Sebaran kekuatan matra TNI dimaksudkan agar dapat bereaksi cepat dengan jarak tempur dan logistik lebih pendek jika terjadi konflik dengan negara lain yang ingin mengajak tarung dengan RI. Misalnya Ambalat, jika konflik pecah, pangkalan AL di Tarakan akan mampu memberikan kekuatan pukul yang menjerakan bagi pihak lawan. Dengan tersedianya jumlah KRI berbagai jenis di pangkalan utama Tarakan yang ready for war, setidaknya akan membuat lawan berhitung cermat sebelum memulai konflik militer dengan RI. Bahasa premannya gak berani ganggu kalau tak ingin babak belur.
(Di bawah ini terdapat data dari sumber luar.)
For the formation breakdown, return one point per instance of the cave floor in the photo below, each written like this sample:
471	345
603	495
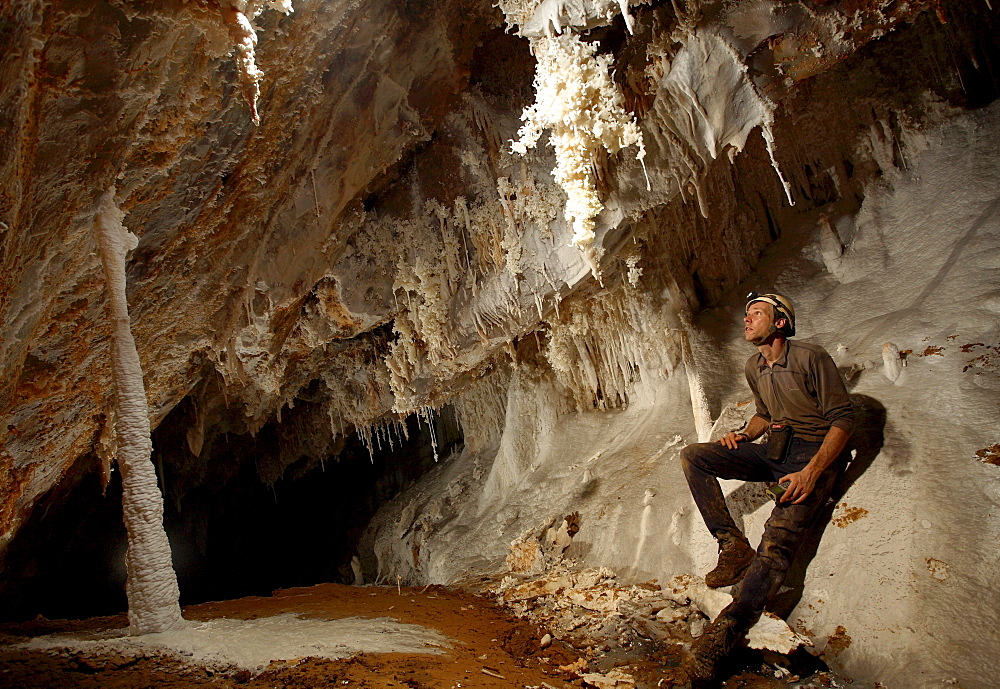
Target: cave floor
487	647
Ongkos keamanan itu jangan dinilai dari jika terjadi sesuatu baru dirasakan benefitnya. Jangan berfikir seperti itu. Sama dengan jika rumah kita kemalingan baru kemudian jendelanya diberi teralis dan pintunya diberi palang pintu. Itu artinya kita sudah rugi dua kali, ya kemalingannya ya ongkos bikin teralisnya. Sudah guondokk karena hartanya kemalingan, tambah maning buat teralis, wis ya loro tenan. Oleh sebab itu ongkos mengamankan teritori NKRI ini jangan dilihat dalam konteks insidentil belaka melainkan harus dilihat dalam horizon perspektif dan kewibawaan. Ongkos itu memang mahal karena rumah kita ini sangat besar, kaya sumber daya alam, strategis, cantik menarik menawan hati, kata sebuah lagu. Dan kita harus memulainya dari sekarang, tidak bisa tidak, termasuk merubah paradigma doktrin perang TNI. Perubahan doktrin itu seirama dengan reformasi belanja berbagai alutsista untuk membentuk kekuatan pukul yang menggentarkan diniscayakan akan memberikan kewibawaan kedaulatan NKRI. Nilai kewibawaan itu bisa dilihat dari keseganan jiran untuk melecehkan atau mengganggu teritori Indonesia. Kewibawaan kedaulatan itu adalah ongkos yang paling murah dalam definisi menjaga keutuhan wilayah Republik Indonesia. Coba renungkan dalam-dalam.